A business model is the framework of how a business generates revenue and profits. While most proven business models can be profitable for a long time, it is just as important to realize that they evolve. And when they do things could fall apart quickly.
If you’ve been keeping up with my Twitter tweets lately, you know I’ve been linking some statistics about how newspaper is going away and landline telephones are dying. Both are examples of an older business model getting obsolete in favor of newer models.
Business models evolve for 3 reasons:
- Technology Disruptions – Technology changes consumer behaviors and the perception of value. It is also the main driving force behind creating new technology.
- Commoditization – When a product or service lacks tangible value, it becomes a commodity that simply competes on price alone. When a business model is commoditized, it will be forced to sell on quantity to scale the business.
- Competition – While competitiveness is good for most industries, excessive competition or lack of competition can result in a changing business model.
The perfect example for technology disruptions is the impact of internet on print media. Instead of reading the newspaper, there is now a better way to get the same information faster, easier, and freely You get the information you want on-demand and can share it with anyone while reducing paper usage.
The commoditization of cell phones is the end of landline telephones. Today everyone I know carries a cell phone–even the elementary school kids. I turned down an offer for a year free landline telephone service by my Internet provider Cox Cable simply because I see no value in having it unless they pay me.
Competition is the most obvious element of why business models evolve but it’s also a contributing factor to the first two elements. Similar to the “the tortoise and the hare” story, the lack of competition can kill innovation if the market leader starts to relax and falls asleep on the competition.

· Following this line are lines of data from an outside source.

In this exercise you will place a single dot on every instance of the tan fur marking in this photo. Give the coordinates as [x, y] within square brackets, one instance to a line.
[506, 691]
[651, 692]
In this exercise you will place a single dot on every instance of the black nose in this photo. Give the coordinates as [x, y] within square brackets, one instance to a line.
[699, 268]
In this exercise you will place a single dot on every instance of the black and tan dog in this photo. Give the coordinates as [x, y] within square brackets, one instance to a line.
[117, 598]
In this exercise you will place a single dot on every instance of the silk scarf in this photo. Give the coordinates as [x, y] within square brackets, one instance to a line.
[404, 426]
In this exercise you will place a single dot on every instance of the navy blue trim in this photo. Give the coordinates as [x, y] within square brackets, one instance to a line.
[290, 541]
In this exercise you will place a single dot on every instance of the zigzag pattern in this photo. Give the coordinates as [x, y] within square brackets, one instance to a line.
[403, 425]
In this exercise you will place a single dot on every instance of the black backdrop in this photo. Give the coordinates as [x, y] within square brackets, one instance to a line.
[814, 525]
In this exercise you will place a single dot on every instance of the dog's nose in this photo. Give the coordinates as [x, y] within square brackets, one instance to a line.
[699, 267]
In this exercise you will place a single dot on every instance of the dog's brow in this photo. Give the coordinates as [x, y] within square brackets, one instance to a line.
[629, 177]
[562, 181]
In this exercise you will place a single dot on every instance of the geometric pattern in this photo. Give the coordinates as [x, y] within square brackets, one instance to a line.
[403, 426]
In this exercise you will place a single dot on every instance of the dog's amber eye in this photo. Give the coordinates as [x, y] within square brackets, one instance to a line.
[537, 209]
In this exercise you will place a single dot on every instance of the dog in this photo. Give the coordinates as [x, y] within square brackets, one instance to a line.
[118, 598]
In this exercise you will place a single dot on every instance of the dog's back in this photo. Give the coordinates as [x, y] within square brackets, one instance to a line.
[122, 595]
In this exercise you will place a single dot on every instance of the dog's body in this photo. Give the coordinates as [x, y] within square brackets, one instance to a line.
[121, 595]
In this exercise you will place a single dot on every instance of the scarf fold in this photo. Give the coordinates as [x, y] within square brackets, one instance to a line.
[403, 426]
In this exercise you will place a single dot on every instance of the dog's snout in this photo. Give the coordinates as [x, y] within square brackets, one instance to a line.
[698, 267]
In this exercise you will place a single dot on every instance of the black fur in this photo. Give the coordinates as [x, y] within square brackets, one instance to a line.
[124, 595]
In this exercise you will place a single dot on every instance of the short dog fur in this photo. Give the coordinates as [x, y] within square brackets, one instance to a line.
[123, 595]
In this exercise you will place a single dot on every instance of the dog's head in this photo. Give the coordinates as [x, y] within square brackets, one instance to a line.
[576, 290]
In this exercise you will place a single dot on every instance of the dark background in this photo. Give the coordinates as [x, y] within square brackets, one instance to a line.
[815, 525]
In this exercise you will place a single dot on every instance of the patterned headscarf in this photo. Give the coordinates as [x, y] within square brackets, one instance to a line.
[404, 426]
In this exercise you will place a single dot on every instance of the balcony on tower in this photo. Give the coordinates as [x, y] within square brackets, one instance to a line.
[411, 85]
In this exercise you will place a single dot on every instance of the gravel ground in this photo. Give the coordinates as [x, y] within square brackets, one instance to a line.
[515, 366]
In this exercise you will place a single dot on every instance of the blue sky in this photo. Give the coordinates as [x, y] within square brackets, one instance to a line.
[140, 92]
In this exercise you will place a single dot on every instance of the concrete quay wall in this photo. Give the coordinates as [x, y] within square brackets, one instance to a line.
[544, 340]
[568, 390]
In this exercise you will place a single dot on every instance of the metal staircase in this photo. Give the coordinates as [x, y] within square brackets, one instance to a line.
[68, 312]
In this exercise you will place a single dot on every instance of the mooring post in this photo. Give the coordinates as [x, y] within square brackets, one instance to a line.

A good example is the rapid adoption of Google Apps over Microsoft Office. For a long time Microsoft was at the top, in control and profitable…then came Google with its “freemium” business model, earning consumer trust and gaining user base faster than ever. Once thought of as just a search engine company, Google is disrupting the space that Microsoft created, forcing it to lower its price, commoditizing its own product.
So How Do Businesses Stay on Top?
If your business doesn’t create the technology and you don’t have unlimited resources and capital, the best way is to focus on creating value for your business.
Here are some business drivers to consider:
- Focus on customer retention and satisfaction
- Build a recurring revenue stream
- Expand your offering and create value-added product or services
- Strengthen your brand and build equity in your business
- Build barriers to insulate competition and commoditization
- Execute on broader vision and take calculated risks
- Don’t rely on technology – become a platform company
- Network with strategic partners and empower your management
It takes a combination of all the above to stay near the top in a highly competitive landscape. I will discuss them in details on later blog entries.
What are you doing to stay on top in this recession?